Sri Lanka can forge lasting peace with the Tamil Tigers and propel its economy to double-digit growth if its two main parties join forces, former prime minister and presidential hopeful Ranil Wickremesinghe said on Saturday.
Right-of-centre market favourite Wickremesinghe is set to go head-to-head with Prime Minister Mahinda Rajapakse for the presidency in a November 17 vote seen as too close to call, and says broad political consensus is the key to a deal with the feared Liberation Tigers of Tamil Eelam (LTTE).
"Sri Lanka can take off in the next 6 to 7 years. This is why I'm anxious the two main parties should get together," Wickremesinghe told Reuters in his first election interview between rally stops at this beach resort on Sri Lanka's palm-lined, tsunami-battered south coast.
"Not (just) for the sake of peace but also to have an agenda for 20 years so that there will be certainty as far as investors and the average citizens of our country are concerned," he said.

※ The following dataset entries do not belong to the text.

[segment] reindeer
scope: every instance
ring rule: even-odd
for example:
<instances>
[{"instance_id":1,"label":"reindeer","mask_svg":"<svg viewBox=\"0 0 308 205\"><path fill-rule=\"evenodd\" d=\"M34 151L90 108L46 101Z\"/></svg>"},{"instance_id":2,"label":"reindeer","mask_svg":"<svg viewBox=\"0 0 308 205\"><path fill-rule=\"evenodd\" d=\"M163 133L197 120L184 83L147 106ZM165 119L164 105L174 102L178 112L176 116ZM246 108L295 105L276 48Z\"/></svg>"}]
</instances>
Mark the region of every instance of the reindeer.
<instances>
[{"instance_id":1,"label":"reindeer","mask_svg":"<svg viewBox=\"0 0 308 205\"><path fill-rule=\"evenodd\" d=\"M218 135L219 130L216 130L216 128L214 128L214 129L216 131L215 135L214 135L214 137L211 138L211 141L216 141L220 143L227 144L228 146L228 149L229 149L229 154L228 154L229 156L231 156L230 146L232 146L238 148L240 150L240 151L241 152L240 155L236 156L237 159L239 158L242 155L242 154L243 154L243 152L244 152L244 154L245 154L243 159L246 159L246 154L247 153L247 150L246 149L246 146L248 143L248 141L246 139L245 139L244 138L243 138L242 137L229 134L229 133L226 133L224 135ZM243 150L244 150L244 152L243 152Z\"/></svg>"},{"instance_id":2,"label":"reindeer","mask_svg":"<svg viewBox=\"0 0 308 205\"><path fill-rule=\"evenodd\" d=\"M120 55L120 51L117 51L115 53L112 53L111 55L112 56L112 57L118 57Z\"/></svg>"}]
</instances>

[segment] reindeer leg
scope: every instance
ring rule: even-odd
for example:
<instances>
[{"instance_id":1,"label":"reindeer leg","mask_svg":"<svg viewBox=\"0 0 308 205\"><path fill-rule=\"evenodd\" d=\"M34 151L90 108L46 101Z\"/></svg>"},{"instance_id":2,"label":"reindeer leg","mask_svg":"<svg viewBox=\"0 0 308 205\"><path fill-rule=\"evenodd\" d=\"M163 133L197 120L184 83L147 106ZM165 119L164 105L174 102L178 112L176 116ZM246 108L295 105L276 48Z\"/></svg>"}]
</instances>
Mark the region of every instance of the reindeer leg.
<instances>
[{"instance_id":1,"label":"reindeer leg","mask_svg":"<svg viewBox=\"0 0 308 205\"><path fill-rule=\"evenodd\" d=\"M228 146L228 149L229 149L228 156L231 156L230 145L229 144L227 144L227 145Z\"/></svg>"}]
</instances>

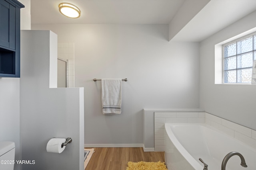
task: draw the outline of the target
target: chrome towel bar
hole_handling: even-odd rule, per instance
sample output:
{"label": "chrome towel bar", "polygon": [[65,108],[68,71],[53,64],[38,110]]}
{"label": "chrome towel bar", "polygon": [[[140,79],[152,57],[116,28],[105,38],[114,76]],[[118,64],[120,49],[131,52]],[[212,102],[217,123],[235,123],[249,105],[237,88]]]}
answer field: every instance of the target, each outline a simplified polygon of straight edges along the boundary
{"label": "chrome towel bar", "polygon": [[[127,81],[128,81],[128,79],[127,79],[127,78],[124,78],[124,79],[122,79],[122,81],[124,81],[126,82],[127,82]],[[96,78],[94,78],[93,79],[93,81],[94,81],[94,82],[96,82],[96,81],[101,81],[101,79],[97,79]]]}

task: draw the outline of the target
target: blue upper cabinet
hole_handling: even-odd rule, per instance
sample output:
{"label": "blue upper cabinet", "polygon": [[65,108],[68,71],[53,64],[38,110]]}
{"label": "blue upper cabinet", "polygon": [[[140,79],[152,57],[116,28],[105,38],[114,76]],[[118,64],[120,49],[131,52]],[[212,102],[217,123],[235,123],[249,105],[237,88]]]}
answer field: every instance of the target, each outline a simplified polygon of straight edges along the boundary
{"label": "blue upper cabinet", "polygon": [[20,10],[24,7],[16,0],[0,0],[0,77],[20,77]]}

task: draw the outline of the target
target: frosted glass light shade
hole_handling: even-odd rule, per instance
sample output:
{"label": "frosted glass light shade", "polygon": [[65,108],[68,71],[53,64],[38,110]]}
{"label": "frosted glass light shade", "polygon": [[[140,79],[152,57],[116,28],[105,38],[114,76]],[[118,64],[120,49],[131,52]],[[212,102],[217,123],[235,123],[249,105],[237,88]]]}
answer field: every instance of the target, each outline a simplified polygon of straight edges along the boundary
{"label": "frosted glass light shade", "polygon": [[77,18],[80,16],[80,10],[70,4],[62,3],[59,5],[60,12],[64,16],[72,18]]}

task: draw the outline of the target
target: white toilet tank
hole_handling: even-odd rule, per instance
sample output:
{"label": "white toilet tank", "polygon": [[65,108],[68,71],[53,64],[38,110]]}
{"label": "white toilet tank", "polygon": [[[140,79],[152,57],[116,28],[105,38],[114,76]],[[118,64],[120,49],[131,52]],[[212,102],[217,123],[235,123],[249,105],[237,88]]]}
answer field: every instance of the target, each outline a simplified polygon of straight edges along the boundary
{"label": "white toilet tank", "polygon": [[13,170],[15,161],[15,144],[10,141],[0,141],[0,170]]}

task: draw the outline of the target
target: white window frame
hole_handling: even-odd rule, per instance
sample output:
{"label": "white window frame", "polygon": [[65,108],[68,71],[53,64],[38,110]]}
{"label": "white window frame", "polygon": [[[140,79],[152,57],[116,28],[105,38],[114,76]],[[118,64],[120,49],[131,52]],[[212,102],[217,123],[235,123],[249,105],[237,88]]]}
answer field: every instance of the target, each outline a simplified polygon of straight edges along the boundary
{"label": "white window frame", "polygon": [[[223,63],[224,60],[222,57],[222,45],[231,42],[232,41],[236,41],[239,39],[243,39],[244,37],[250,35],[250,34],[253,34],[254,32],[256,32],[256,27],[252,28],[245,32],[240,33],[234,37],[230,37],[230,38],[227,37],[226,40],[222,40],[222,42],[220,42],[217,44],[216,44],[214,46],[214,84],[222,84],[226,86],[234,86],[244,84],[244,85],[255,85],[252,84],[250,83],[224,83],[223,81],[223,72],[224,67],[223,66]],[[234,36],[234,35],[233,35]]]}
{"label": "white window frame", "polygon": [[[232,43],[236,43],[237,41],[238,41],[241,40],[242,40],[243,39],[245,39],[247,37],[249,37],[252,36],[252,51],[248,51],[246,52],[246,53],[249,53],[250,52],[252,52],[252,62],[253,62],[253,60],[254,59],[256,58],[256,56],[254,56],[254,51],[256,51],[256,49],[254,50],[254,39],[253,38],[253,35],[255,35],[256,36],[256,32],[254,32],[252,33],[250,33],[249,34],[247,34],[246,35],[243,36],[242,37],[240,37],[240,38],[237,38],[236,39],[234,39],[234,40],[229,41],[226,43],[225,43],[225,44],[224,44],[222,45],[222,84],[251,84],[251,82],[248,82],[248,83],[245,83],[245,82],[237,82],[237,70],[239,70],[241,68],[237,68],[237,65],[236,66],[236,68],[235,69],[234,69],[234,70],[236,70],[236,82],[232,82],[232,83],[225,83],[225,69],[224,69],[224,67],[225,67],[225,62],[224,62],[224,60],[225,60],[225,58],[224,58],[224,47],[225,46],[226,46],[228,44],[232,44]],[[237,44],[236,44],[236,55],[234,55],[234,56],[236,56],[236,57],[237,57],[237,56],[238,55],[240,55],[241,54],[237,54]],[[242,54],[242,53],[241,53]],[[231,57],[231,56],[230,56]],[[236,58],[236,60],[237,60],[237,58]],[[248,67],[246,68],[252,68],[252,67]]]}

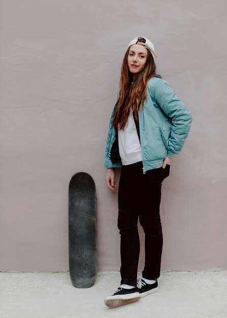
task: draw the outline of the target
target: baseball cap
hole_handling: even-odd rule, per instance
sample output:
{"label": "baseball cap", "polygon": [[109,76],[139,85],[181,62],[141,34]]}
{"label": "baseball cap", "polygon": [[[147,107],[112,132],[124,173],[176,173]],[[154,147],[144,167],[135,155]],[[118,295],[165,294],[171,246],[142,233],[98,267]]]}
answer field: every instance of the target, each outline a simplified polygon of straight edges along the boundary
{"label": "baseball cap", "polygon": [[135,38],[135,39],[131,41],[127,47],[128,48],[131,45],[133,45],[133,44],[140,44],[141,45],[143,45],[150,51],[153,55],[153,57],[154,58],[154,56],[157,57],[157,54],[154,52],[154,45],[148,39],[147,39],[147,38],[145,38],[144,37],[137,37],[137,38]]}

Wickremesinghe, who brokered Sri Lanka's 2002 truce with the rebels while serving as prime minister, has proposed an alliance between his United National Party and outgoing President Chandrika Kumaratunga's ruling Sri Lanka Freedom Party (SLFP).
"The basic principle in politics is that before you cut a deal with the LTTE, you have to cut a deal with the SLFP," he said.
Sri Lanka's protracted peace process is at its lowest ebb since the cease-fire, and how to permanently end a two-decade war that has killed over 64,000 people is a central election issue.
Wickremesinghe is seen as the best placed candidate to reach a deal and the local stock market has soared in recent weeks on expectations he will win.
Rajapakse is also campaigning on a ticket of peace and the economy, but he has sealed election pacts with hard-line Marxists and Buddhist monks who demand a tough line in any peace bid with the Tigers and are scaring off moderate voters.
Sri Lanka's economic prospects are directly tied to peace. With the $20 billion economy creaking under the strain of high international oil prices and double-digit inflation, whoever wins must cope with hundreds of thousands of tsunami and war displaced who need new homes and jobs.
Wickremesinghe last month pitched a populist manifesto peppered with subsidies in a major policy shift to target the masses who voted his government out in 2004.
He pledged to create 3 million jobs and double economic growth to 10 percent a year for a decade, and is banking on foreign investment more than tripling to $1 billion a year to meet his growth target.